October is National Apple Month—not the mention, prime picking and eating time for some of America’s best apples. What better occasion to celebrate the contributions this storied fruit has made to American barbecue?

Apples possess a natural affinity for pork, which probably gained the fruit admission to the barbecue world in the first place. But don’t stop there. Apple juice, apple sauce, and cider vinegar are essential ingredients in regional American barbecue sauce. Apple wood is the fuel some of the most decorated competition pit masters swear by. Then there are grilled apples, smoked apples, and “baked” apples hot from the smoker.

Given the apple’s deep roots in American food culture, you may be surprised to learn that the fruit originated in Central Asia between the Black and Caspian Seas. The early colonists brought the apple to the New World along with the honeybees needed to pollinate the trees. More than 2500 varieties have been grown in the U.S.; about 100 are still grown on a commercial scale.

So how else should you use apples and apple-based products to take your barbecue to the next level?

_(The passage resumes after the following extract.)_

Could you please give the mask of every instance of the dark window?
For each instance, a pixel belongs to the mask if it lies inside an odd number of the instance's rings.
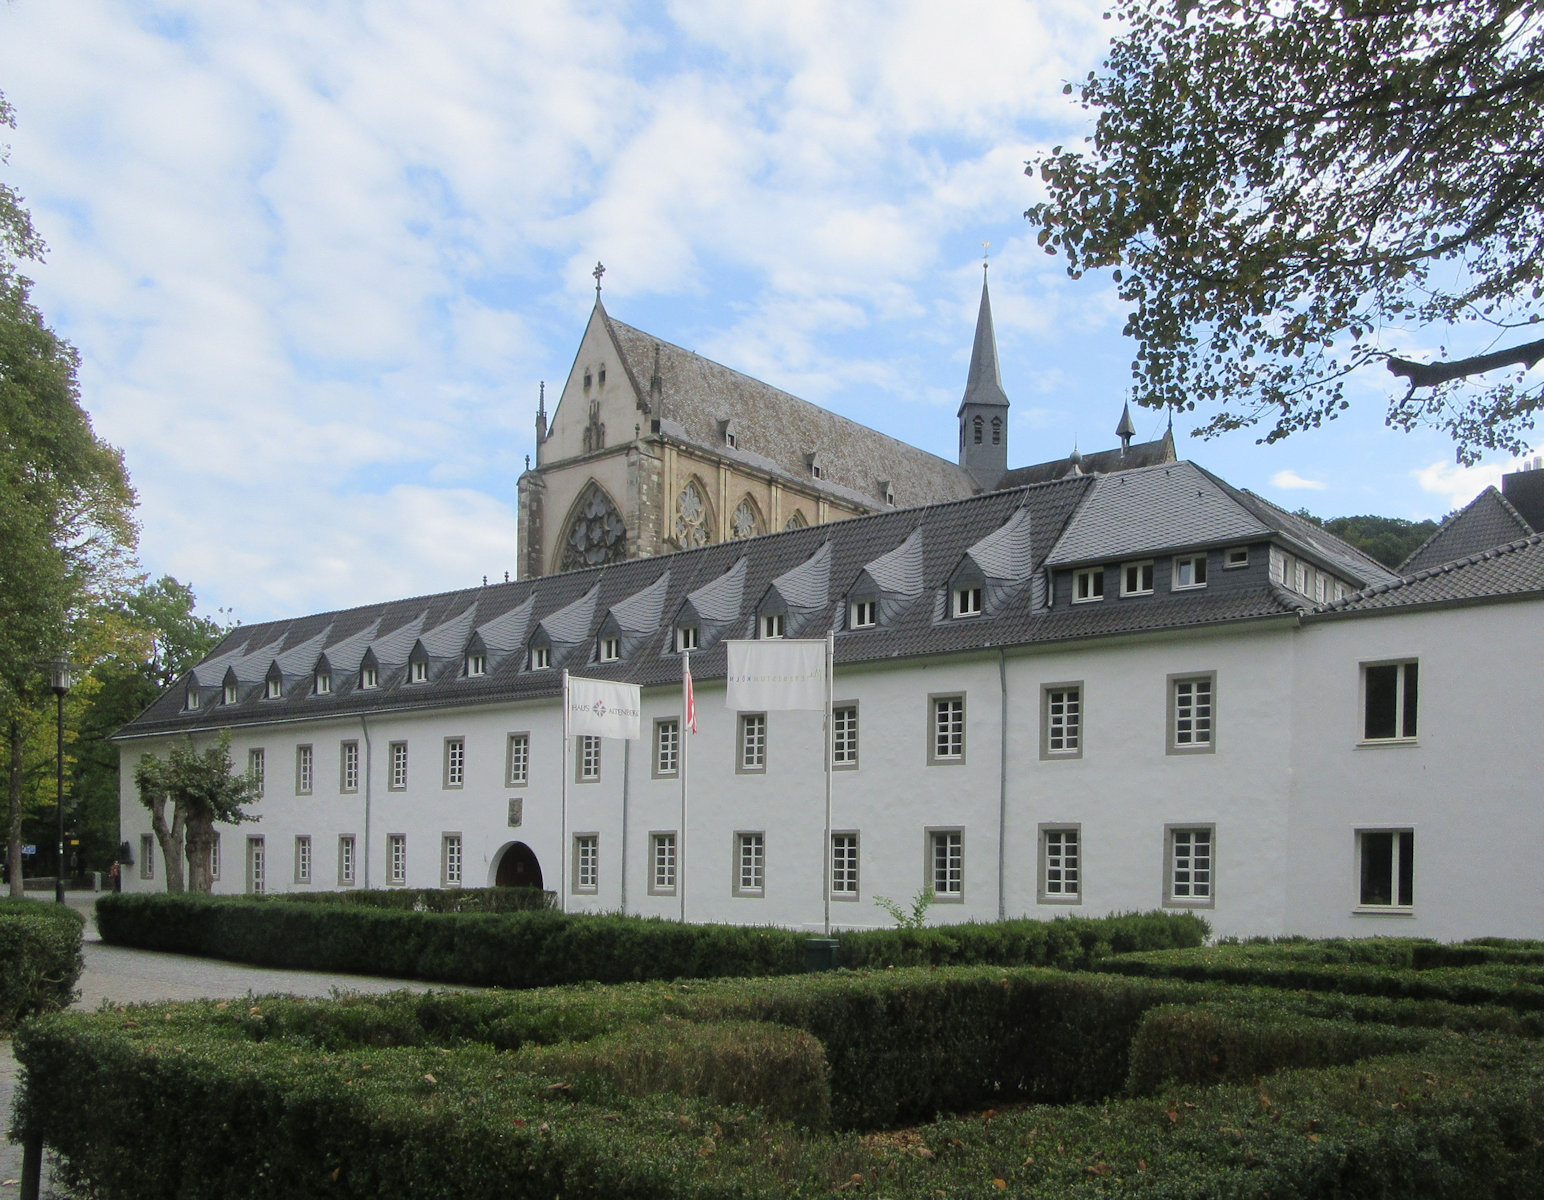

As a marinade or injector sauce:

  • Make an apple brine: Replace a portion of the water in a standard brine recipe with apple cider or apple juice for pork, turkey, and game birds.
  • Make a simple apple marinade or injector sauce: Combine 2 cups of apple cider with 1/4 cup each apple cider vinegar, soy sauce, maple syrup and vegetable oil. Add 2 tablespoons Worcestershire sauce.
  • Don’t forget hard cider, made by fermenting apple cider like beer. It’s less sweet than apple cider, which makes it ideal for basting or as a base for marinade.

As a spray, basting mixture, or mop sauce:

  • Place apple cider in a spray bottle and spray it on ribs or pork shoulder as they cook on the grill. Keeps meat moist during smoking and adds an extra layer of flavor.
  • Combine apple cider, cider vinegar, bourbon, Worcestershire sauce, lemon juice, and a little water to make a “Cider Squirt” for basting pork and poultry. Squirt it from a spray bottle or brush it on with a basting brush.
  • Make a hog slather by combining mustard, apple cider, Worcestershire sauce, and melted butter in roughly equal proportions. Brush on the meat with a basting brush.
  • For a simple mop sauce for beef brisket, combine one bottle of beer with 1/2 cup apple cider vinegar, 1/2 cup cold brewed coffee, and 2 tablespoons Worcestershire sauce. Swab it on with a barbecue mop at the 1 hour mark, and every hour after that.

So what’s the difference between apple cider and apple juice? Both are pressed from fresh apples, but the juice is filtered and pasteurized to make it clear and give it a long shelf life. I prefer cider—especially freshly pressed at a farm stand. The aroma and flavor will vary depending on the season and which apples are used.